Abstract: Abstract System level verification of cyber-physical systems has the goal of verifying that the whole (i.e., software + hardware) system meets the given specifications. Model checkers for hybrid systems cannot handle system level verification of actual systems. Thus, Hardware In the Loop Simulation (HILS) is currently the main workhorse for system level verification. By using model checking driven exhaustive HILS, System Level Formal Verification (SLFV) can be effectively carried out for actual systems.

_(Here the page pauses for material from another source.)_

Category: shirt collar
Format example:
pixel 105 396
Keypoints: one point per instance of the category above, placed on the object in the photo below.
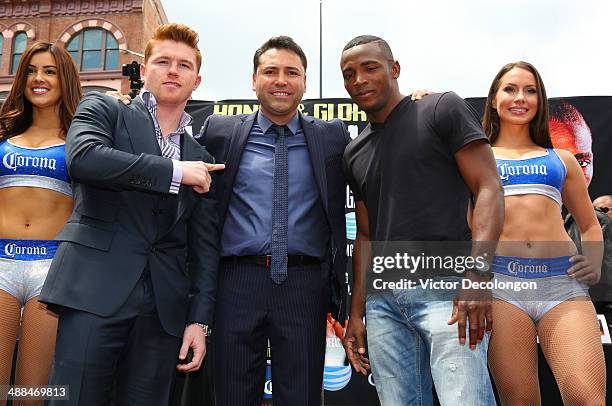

We present a parallel random exhaustive HILS based model checker for hybrid systems that, by simulating all operational scenarios exactly once in a uniform random order, is able to provide, at any time during the verification process, an upper bound to the probability that the System Under Verification exhibits an error in a yet-to-be-simulated scenario (Omission Probability). We show effectiveness of the proposed approach by presenting experimental results on SLFV of the Inverted Pendulum on a Cart and the Fuel Control System examples in the Simulink distribution. To the best of our knowledge, no previously published model checker can exhaustively verify hybrid systems of such a size and provide at any time an upper bound to the Omission Probability.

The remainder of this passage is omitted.